Objective: To investigate the echocardiographic features of fetal Ebstein's anomaly (EA) and to analyze its clinical outcome and prognosis. Methods: A retrospective case-control study was conducted to analyze the echocardiographic features in fetus with EA. Thirty-five EA fetuses (EA group) and 35 normal fetuses matched for gestational age (control group) were enrolled. The main echocardiographic parameters of the two groups were collected and compared. According to the direction of blood flow in the ductus arteriosus (DA),fetuses in EA group were divided into DA reverse perfusion subgroup (n=11) and normal DA blood flow subgroup (n=24). The echocardiographic parameters and GOSE scores were compared between the two subgroups. The echocardiographic features of EA and the difference of fetal hemodynamics were summarized,and the clinical outcome of EA fetus was evaluated by GOSE score. Chi-square test Rank sum test or t test were used for comparison between groups. Results: Nineteen (54%) of the 35 patients terminated the pregnancy and 16 (46%) continued pregnancy until delivery during follow-up. Compared with the normal fetus group,the cardiothoracic ratio was significantly higher (0.47±0.11 vs. 0.34±0.01, t=6.640, P<0.01) and the transverse diameter ratio of right atrium to left atrium was significantly greater (1.42±0.38 vs. 1.08±0.11, t=5.030, P<0.01) in the EA group, and the ratio of pulmonary artery diameter to aortic diameter was significantly lower in the EA group (1.04±0.21 vs. 1.20±0.15, t=-3.770, P<0.01). Compared with the normal DA blood flow subgroup,the GOSE scores ≥ 1.5 was more frequently seen (7/11 vs. 3/24, P=0.004) and the ratio of pulmonary artery diameter to aortic diameter was significantly lower (0.91±0.18 vs. 1.24±0.20, t=-4.696, P=0.002) in the DA reverse perfusion subgroup.
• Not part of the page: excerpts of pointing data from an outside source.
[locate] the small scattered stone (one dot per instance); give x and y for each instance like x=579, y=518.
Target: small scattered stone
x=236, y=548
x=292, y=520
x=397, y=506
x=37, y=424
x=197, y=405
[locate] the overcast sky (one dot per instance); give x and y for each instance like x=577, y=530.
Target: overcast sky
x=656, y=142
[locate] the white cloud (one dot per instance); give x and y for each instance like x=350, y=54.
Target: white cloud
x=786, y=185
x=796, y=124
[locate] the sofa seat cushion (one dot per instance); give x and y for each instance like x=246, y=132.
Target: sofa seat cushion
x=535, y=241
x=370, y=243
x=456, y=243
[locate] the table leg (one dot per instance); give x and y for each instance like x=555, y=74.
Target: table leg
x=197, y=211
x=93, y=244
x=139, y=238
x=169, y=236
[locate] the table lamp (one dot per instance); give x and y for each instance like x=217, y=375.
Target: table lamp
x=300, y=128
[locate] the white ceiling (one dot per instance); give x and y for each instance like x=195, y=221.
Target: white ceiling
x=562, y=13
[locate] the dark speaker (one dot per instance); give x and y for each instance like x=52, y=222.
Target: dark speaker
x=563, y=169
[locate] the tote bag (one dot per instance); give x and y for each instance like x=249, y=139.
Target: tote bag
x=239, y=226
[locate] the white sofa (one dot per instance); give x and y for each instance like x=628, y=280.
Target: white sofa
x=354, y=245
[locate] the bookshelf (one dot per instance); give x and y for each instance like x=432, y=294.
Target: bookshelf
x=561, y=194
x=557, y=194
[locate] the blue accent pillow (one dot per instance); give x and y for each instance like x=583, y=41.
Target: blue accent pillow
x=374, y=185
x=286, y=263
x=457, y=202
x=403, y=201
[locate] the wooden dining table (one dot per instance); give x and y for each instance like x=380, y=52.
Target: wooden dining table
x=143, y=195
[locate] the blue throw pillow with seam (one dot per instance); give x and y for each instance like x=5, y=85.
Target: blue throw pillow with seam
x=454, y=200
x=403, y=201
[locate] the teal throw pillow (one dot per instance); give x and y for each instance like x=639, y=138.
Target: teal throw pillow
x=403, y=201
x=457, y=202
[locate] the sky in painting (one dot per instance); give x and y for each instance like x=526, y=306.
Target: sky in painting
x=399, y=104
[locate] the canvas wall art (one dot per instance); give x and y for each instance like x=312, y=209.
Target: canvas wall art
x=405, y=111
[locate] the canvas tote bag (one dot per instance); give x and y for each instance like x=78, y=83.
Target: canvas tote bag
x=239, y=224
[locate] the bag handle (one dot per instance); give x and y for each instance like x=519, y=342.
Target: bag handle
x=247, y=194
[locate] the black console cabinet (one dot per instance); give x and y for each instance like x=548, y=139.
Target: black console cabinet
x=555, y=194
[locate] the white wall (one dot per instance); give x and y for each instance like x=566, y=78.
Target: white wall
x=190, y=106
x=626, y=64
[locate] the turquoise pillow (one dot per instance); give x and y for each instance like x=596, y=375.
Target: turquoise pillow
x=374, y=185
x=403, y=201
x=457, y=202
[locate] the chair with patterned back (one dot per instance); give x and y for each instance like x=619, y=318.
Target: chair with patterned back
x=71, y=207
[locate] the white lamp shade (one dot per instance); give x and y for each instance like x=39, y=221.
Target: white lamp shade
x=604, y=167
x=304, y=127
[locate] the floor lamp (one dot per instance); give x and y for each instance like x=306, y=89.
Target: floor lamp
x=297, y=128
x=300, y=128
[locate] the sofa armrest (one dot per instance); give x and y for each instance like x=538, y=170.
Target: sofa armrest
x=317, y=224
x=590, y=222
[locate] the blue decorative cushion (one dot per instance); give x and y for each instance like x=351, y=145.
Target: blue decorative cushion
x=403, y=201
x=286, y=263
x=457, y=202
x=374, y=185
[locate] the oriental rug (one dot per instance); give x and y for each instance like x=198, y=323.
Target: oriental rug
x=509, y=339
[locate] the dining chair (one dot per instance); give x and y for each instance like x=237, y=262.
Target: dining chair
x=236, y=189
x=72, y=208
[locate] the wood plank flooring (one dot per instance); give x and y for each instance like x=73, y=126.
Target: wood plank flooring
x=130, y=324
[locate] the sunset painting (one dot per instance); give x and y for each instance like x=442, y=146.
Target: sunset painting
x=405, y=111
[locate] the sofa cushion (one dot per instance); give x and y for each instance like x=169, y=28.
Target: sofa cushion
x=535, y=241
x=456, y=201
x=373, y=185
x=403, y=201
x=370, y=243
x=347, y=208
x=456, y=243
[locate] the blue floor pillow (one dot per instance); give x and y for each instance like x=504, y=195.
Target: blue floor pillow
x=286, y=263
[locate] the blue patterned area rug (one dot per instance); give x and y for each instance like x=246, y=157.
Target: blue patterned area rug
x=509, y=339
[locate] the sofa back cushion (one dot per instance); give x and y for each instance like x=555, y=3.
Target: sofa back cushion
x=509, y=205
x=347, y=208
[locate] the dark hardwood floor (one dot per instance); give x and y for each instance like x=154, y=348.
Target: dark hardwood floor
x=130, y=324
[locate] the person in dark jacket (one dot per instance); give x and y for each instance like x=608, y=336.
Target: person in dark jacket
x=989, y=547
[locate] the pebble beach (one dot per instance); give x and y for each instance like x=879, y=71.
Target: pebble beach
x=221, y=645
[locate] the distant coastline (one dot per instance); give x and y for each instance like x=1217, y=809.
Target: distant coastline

Six of the 16 delivery cases underwent EA corrective surgery after birth with 100% successful rate of operation. Among the 6 cases,two had preoperative GOSE score of ≥1.5 who were considered as severe cases,and four had low GOSE score of<1.5. The remaining ten cases who had not undergone the corrective surgery were followed up routinely. Conclusion: Prenatal hemodynamics of EA combined with GOSE score can more accurately evaluate the severity and prognosis of fetal EA, reduce unnecessary labor induction, and improve postpartum cure rate and clinical outcomes.